On 13 June 1799 Ruffo and his hordes reached Naples, and after a desperate battle at the Ponte della Maddalena, entered the city. For weeks the Calabresi and lazzaroni continued to pillage and massacre, and Ruffo was unable, even if willing, to restrain them. But the Royalists were not masters of the city, for the French in Castel Sant’ Elmo and the Republicans in Castelnuovo and Castel dell’ Uovo still held out and bombarded the streets, while the Franco-Spanish fleet might arrive at any moment. Consequently Ruffo was desperately anxious to come to terms with the Republicans for the evacuation of the castles, in spite of the queen’s orders to make no terms with the rebels. After some negotiation the parties concluded an armistice was concluded and agreed on capitulation, whereby the castles were to be evacuated, the hostages liberated and the garrisons free to remain in Naples unmolested or to sail for Toulon.

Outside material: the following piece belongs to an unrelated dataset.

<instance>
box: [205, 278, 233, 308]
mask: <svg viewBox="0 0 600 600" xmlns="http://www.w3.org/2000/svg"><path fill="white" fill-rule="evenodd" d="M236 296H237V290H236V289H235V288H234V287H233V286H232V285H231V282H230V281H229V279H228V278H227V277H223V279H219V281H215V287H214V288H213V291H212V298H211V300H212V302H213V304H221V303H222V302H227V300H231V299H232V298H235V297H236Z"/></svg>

While the vessels were being prepared for the voyage to Toulon all the hostages in the castles were liberated save four; but on 24 June 1799 Nelson arrived with his fleet, and on hearing of the capitulation he refused to recognise it except in so far as it concerned the French.
Ruffo indignantly declared that once the treaty was signed, not only by himself but by the Russian and Turkish commandants and by the British captain Foote, it must be respected, and on Nelson’s refusal he said that he would not help him to capture the castles. On 26 June 1799 Nelson changed his attitude and authorised Sir William Hamilton, the British minister, to inform the cardinal that he (Nelson) would do nothing to break the armistice; while Captains Bell and Troubridge wrote that they had Nelson’s authority to state that the latter would not oppose the embarcation of the Republicans. Although these expressions were equivocal, the Republicans were satisfied and embarked on the vessels prepared for them. But on 28 June Nelson received despatches from the court (in reply to his own), in consequence of which he had the vessels brought under the guns of his ships, and many of the Republicans were arrested. Caracciolo, who had been caught whilst attempting to escape from Naples, was tried by a court-martial of Royalist officers under Nelson’s auspices on board the admiral’s flagship, condemned to death and hanged at the yard arm.
On 8 July 1799, King Ferdinand arrived from Palermo, and the state trials, conducted in the most arbitrary fashion,
resulted in wholesale butchery; hundreds of persons were executed, including some of the best men in the country, such as the philosopher Mario Pagano, the
scientist Cirillo, Manthonè, the minister of war under the republic, Massa, the defender of Castel dell’ Uovo, and Ettore Caraffa, the defender of Pescara, who had been captured by treachery, while thousands of others were immured in horrible dungeons or exiled.